When you’ve got low self esteem and you’re trying to face lots of problems, giving up control of your life can be a tempting option – you just want someone to come in and make it all OK. But, unfortunately, there are no easy solutions. It’s rare that things go away or get resolved without making changes to your lifestyle… but to do this, you need to believe in yourself – and there we are, right back at the beginning, as self belief is something that you don’t have.
So how can Gateway’s Pregnancy Outreach Workers Service help people to break this cycle?
Admitting that you need help is a really positive step, but you have to be prepared to work towards the life you want, too. So our POWs are trained not just to give practical advice, but to help women take control of their own lives in order to move forward.
Saira’s story
Saira was referred to the POW service by her midwife. She and her husband were living in a flat above a shop after having to move out of a shared house. But the flat was full of mice and cockroaches and its only access was via slippery fire escape steps.
Saira was clearly suffering from depression and low self esteem. In a recording made by her POW, Maria, it’s clear she didn’t believe she had any control over her situation. She says: “I’m pregnant; I have no family support. I don’t know what’s going to happen right now. It’s dangerous living here, but what can I do?” In a quiet voice, she asks, “Is there anyone out there who can help me?”
During Maria’s first visit, she explained to the couple how they would need to work together to sort things out. “I took them aside separately and said ‘we all need to work at this, and you will need a lot of patience, because it’s going to take time’,” Maria says. “No-one has a magic wand.”
Like many clients, Saira says she liked Maria because she felt that she wasn’t judging her. Maria’s help was practical and without prejudice.
“On the first visit, I phoned around and we started to apply for the various things that they were entitled to and needed to sort out,” Maria says. “For example, Saira had put off applying for income support because she thought it would affect her partner’s finances, so we worked that out, and got him to apply for working tax credit.”
But, as they unravelled some of the financial issues, Maria was also working towards raising Saira’s self-esteem.
For example, Saira was so self-conscious that she didn’t want to go to antenatal classes. She said she felt fat and didn’t want people to see her. Maria’s approach was to try and make her feel better about her body image in other ways. “I asked her to send me photos of herself on the days that I didn’t visit her – just for my benefit, so I could she she was OK,” she explains. “In the first few photos she sent, she’s looking down at the floor, but after a few weeks she’s smiling and looking into the camera. She’s starting to feel better about herself; she doesn’t mind the idea so much.”

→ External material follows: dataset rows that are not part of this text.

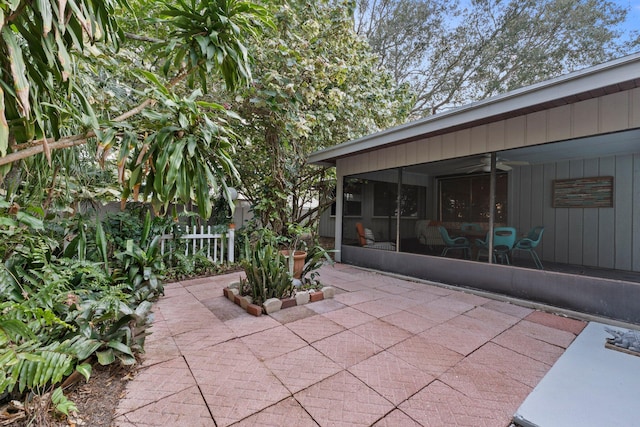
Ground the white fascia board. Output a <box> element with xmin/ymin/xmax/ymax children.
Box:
<box><xmin>308</xmin><ymin>53</ymin><xmax>640</xmax><ymax>165</ymax></box>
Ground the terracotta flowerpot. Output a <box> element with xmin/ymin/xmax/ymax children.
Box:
<box><xmin>280</xmin><ymin>250</ymin><xmax>306</xmax><ymax>279</ymax></box>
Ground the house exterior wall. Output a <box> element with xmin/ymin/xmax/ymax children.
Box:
<box><xmin>337</xmin><ymin>88</ymin><xmax>640</xmax><ymax>177</ymax></box>
<box><xmin>318</xmin><ymin>212</ymin><xmax>335</xmax><ymax>237</ymax></box>
<box><xmin>330</xmin><ymin>87</ymin><xmax>640</xmax><ymax>267</ymax></box>
<box><xmin>509</xmin><ymin>153</ymin><xmax>640</xmax><ymax>272</ymax></box>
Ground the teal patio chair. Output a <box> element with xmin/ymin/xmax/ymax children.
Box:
<box><xmin>475</xmin><ymin>227</ymin><xmax>517</xmax><ymax>264</ymax></box>
<box><xmin>461</xmin><ymin>222</ymin><xmax>483</xmax><ymax>232</ymax></box>
<box><xmin>512</xmin><ymin>226</ymin><xmax>545</xmax><ymax>269</ymax></box>
<box><xmin>438</xmin><ymin>226</ymin><xmax>471</xmax><ymax>259</ymax></box>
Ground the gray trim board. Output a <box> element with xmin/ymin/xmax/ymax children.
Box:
<box><xmin>342</xmin><ymin>246</ymin><xmax>640</xmax><ymax>325</ymax></box>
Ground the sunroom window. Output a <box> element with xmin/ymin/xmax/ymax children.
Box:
<box><xmin>438</xmin><ymin>173</ymin><xmax>508</xmax><ymax>223</ymax></box>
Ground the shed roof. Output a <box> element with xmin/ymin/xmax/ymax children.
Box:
<box><xmin>309</xmin><ymin>52</ymin><xmax>640</xmax><ymax>166</ymax></box>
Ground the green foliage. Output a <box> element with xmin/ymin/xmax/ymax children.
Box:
<box><xmin>0</xmin><ymin>203</ymin><xmax>161</xmax><ymax>412</ymax></box>
<box><xmin>62</xmin><ymin>204</ymin><xmax>173</xmax><ymax>272</ymax></box>
<box><xmin>110</xmin><ymin>0</ymin><xmax>271</xmax><ymax>219</ymax></box>
<box><xmin>0</xmin><ymin>331</ymin><xmax>98</xmax><ymax>395</ymax></box>
<box><xmin>301</xmin><ymin>243</ymin><xmax>334</xmax><ymax>285</ymax></box>
<box><xmin>0</xmin><ymin>0</ymin><xmax>275</xmax><ymax>418</ymax></box>
<box><xmin>118</xmin><ymin>85</ymin><xmax>241</xmax><ymax>218</ymax></box>
<box><xmin>240</xmin><ymin>229</ymin><xmax>292</xmax><ymax>305</ymax></box>
<box><xmin>51</xmin><ymin>386</ymin><xmax>79</xmax><ymax>416</ymax></box>
<box><xmin>229</xmin><ymin>0</ymin><xmax>413</xmax><ymax>233</ymax></box>
<box><xmin>239</xmin><ymin>226</ymin><xmax>333</xmax><ymax>304</ymax></box>
<box><xmin>0</xmin><ymin>293</ymin><xmax>100</xmax><ymax>395</ymax></box>
<box><xmin>0</xmin><ymin>0</ymin><xmax>124</xmax><ymax>154</ymax></box>
<box><xmin>74</xmin><ymin>290</ymin><xmax>153</xmax><ymax>366</ymax></box>
<box><xmin>165</xmin><ymin>250</ymin><xmax>223</xmax><ymax>281</ymax></box>
<box><xmin>151</xmin><ymin>0</ymin><xmax>273</xmax><ymax>91</ymax></box>
<box><xmin>2</xmin><ymin>0</ymin><xmax>274</xmax><ymax>228</ymax></box>
<box><xmin>114</xmin><ymin>236</ymin><xmax>164</xmax><ymax>303</ymax></box>
<box><xmin>211</xmin><ymin>194</ymin><xmax>234</xmax><ymax>226</ymax></box>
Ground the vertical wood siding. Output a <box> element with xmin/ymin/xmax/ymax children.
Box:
<box><xmin>339</xmin><ymin>88</ymin><xmax>639</xmax><ymax>177</ymax></box>
<box><xmin>511</xmin><ymin>154</ymin><xmax>639</xmax><ymax>272</ymax></box>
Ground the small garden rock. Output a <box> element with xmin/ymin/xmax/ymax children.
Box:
<box><xmin>263</xmin><ymin>298</ymin><xmax>283</xmax><ymax>314</ymax></box>
<box><xmin>295</xmin><ymin>291</ymin><xmax>310</xmax><ymax>305</ymax></box>
<box><xmin>321</xmin><ymin>286</ymin><xmax>335</xmax><ymax>298</ymax></box>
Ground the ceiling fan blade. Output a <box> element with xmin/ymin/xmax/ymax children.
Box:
<box><xmin>455</xmin><ymin>153</ymin><xmax>528</xmax><ymax>174</ymax></box>
<box><xmin>456</xmin><ymin>164</ymin><xmax>481</xmax><ymax>171</ymax></box>
<box><xmin>467</xmin><ymin>166</ymin><xmax>485</xmax><ymax>173</ymax></box>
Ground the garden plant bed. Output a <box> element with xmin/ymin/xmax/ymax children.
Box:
<box><xmin>5</xmin><ymin>363</ymin><xmax>130</xmax><ymax>427</ymax></box>
<box><xmin>223</xmin><ymin>284</ymin><xmax>335</xmax><ymax>316</ymax></box>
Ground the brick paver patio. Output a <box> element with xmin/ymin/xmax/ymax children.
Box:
<box><xmin>114</xmin><ymin>263</ymin><xmax>586</xmax><ymax>426</ymax></box>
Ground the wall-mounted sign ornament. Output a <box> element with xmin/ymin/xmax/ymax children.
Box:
<box><xmin>552</xmin><ymin>176</ymin><xmax>613</xmax><ymax>208</ymax></box>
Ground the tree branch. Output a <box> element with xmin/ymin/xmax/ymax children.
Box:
<box><xmin>0</xmin><ymin>66</ymin><xmax>194</xmax><ymax>166</ymax></box>
<box><xmin>124</xmin><ymin>32</ymin><xmax>163</xmax><ymax>44</ymax></box>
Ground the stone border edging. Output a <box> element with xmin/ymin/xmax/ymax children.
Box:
<box><xmin>223</xmin><ymin>285</ymin><xmax>335</xmax><ymax>316</ymax></box>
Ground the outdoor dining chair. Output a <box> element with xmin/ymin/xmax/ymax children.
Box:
<box><xmin>475</xmin><ymin>227</ymin><xmax>517</xmax><ymax>264</ymax></box>
<box><xmin>512</xmin><ymin>226</ymin><xmax>545</xmax><ymax>269</ymax></box>
<box><xmin>438</xmin><ymin>226</ymin><xmax>471</xmax><ymax>259</ymax></box>
<box><xmin>460</xmin><ymin>222</ymin><xmax>483</xmax><ymax>232</ymax></box>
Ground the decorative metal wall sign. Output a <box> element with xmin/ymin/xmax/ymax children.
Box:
<box><xmin>552</xmin><ymin>176</ymin><xmax>613</xmax><ymax>208</ymax></box>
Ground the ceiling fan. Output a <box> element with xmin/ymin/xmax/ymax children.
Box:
<box><xmin>457</xmin><ymin>154</ymin><xmax>529</xmax><ymax>173</ymax></box>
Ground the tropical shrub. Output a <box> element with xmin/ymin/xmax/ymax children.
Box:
<box><xmin>165</xmin><ymin>250</ymin><xmax>225</xmax><ymax>281</ymax></box>
<box><xmin>0</xmin><ymin>202</ymin><xmax>163</xmax><ymax>418</ymax></box>
<box><xmin>301</xmin><ymin>244</ymin><xmax>334</xmax><ymax>286</ymax></box>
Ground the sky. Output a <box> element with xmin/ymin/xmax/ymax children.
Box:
<box><xmin>613</xmin><ymin>0</ymin><xmax>640</xmax><ymax>34</ymax></box>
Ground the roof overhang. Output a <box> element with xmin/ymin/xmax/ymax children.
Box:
<box><xmin>309</xmin><ymin>52</ymin><xmax>640</xmax><ymax>166</ymax></box>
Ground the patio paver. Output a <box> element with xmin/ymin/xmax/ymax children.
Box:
<box><xmin>285</xmin><ymin>314</ymin><xmax>346</xmax><ymax>343</ymax></box>
<box><xmin>264</xmin><ymin>346</ymin><xmax>342</xmax><ymax>393</ymax></box>
<box><xmin>348</xmin><ymin>351</ymin><xmax>435</xmax><ymax>405</ymax></box>
<box><xmin>114</xmin><ymin>264</ymin><xmax>588</xmax><ymax>426</ymax></box>
<box><xmin>294</xmin><ymin>371</ymin><xmax>394</xmax><ymax>427</ymax></box>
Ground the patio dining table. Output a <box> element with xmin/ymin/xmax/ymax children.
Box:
<box><xmin>450</xmin><ymin>227</ymin><xmax>519</xmax><ymax>264</ymax></box>
<box><xmin>447</xmin><ymin>228</ymin><xmax>487</xmax><ymax>260</ymax></box>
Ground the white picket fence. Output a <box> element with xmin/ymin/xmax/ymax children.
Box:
<box><xmin>159</xmin><ymin>225</ymin><xmax>235</xmax><ymax>264</ymax></box>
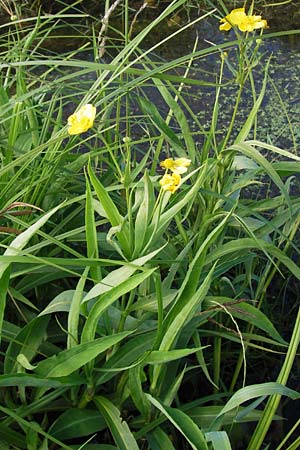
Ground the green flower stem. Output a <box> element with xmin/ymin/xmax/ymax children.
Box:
<box><xmin>247</xmin><ymin>303</ymin><xmax>300</xmax><ymax>450</ymax></box>
<box><xmin>221</xmin><ymin>36</ymin><xmax>247</xmax><ymax>152</ymax></box>
<box><xmin>221</xmin><ymin>81</ymin><xmax>243</xmax><ymax>151</ymax></box>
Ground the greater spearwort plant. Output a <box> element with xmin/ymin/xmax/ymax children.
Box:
<box><xmin>0</xmin><ymin>1</ymin><xmax>300</xmax><ymax>449</ymax></box>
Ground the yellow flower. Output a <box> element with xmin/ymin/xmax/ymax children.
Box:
<box><xmin>239</xmin><ymin>15</ymin><xmax>268</xmax><ymax>32</ymax></box>
<box><xmin>67</xmin><ymin>104</ymin><xmax>96</xmax><ymax>135</ymax></box>
<box><xmin>219</xmin><ymin>8</ymin><xmax>268</xmax><ymax>32</ymax></box>
<box><xmin>159</xmin><ymin>172</ymin><xmax>181</xmax><ymax>194</ymax></box>
<box><xmin>160</xmin><ymin>158</ymin><xmax>191</xmax><ymax>174</ymax></box>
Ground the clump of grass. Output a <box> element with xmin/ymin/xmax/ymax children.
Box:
<box><xmin>0</xmin><ymin>1</ymin><xmax>300</xmax><ymax>449</ymax></box>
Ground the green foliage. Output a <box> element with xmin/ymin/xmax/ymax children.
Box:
<box><xmin>0</xmin><ymin>1</ymin><xmax>299</xmax><ymax>449</ymax></box>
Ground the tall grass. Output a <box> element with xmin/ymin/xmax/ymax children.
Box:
<box><xmin>0</xmin><ymin>1</ymin><xmax>300</xmax><ymax>449</ymax></box>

They talked about the future. “I asked her to think about what she wants to achieve in life,” says Maria. “It’s something that many women forget to think about when so much else is going on. She told me lots of things, but I helped her to see that what it boils down to is taking more control. So we talked about that. I got her to realise that she is already very powerful – after all, she had carried a baby! – and we discussed how she must make sure to retain that feeling of power when she deals with everyday situations.”
Since Maria’s first visit, which was almost six months ago, Saira’s depression has started to lift. Now that they have split the practical issues into more manageable chunks, she is finding the confidence to ask for help with the things she needs. She asked a friend to help with the deposit on a better home – something she hadn’t wanted to do before. She’s making phonecalls herself. She takes her baby out and about to clubs and support groups and is even talking about going back to work.
“She doesn’t wait for permission as much as she used to,” Maria says; “she speaks out a bit more. And she’s gone from feeling tired, exhausted – and even threatened, worrying that her baby will be taken away – to realising that she is a good mom.”
In this audio clip, you can hear how Saira’s language has changed from where she was at the start. Rather than hoping that someone will step in, she talks about specific issues and sounds far more active. There’s still a lot to sort out, but she’s in control and – with support – she’s prepared to work for it.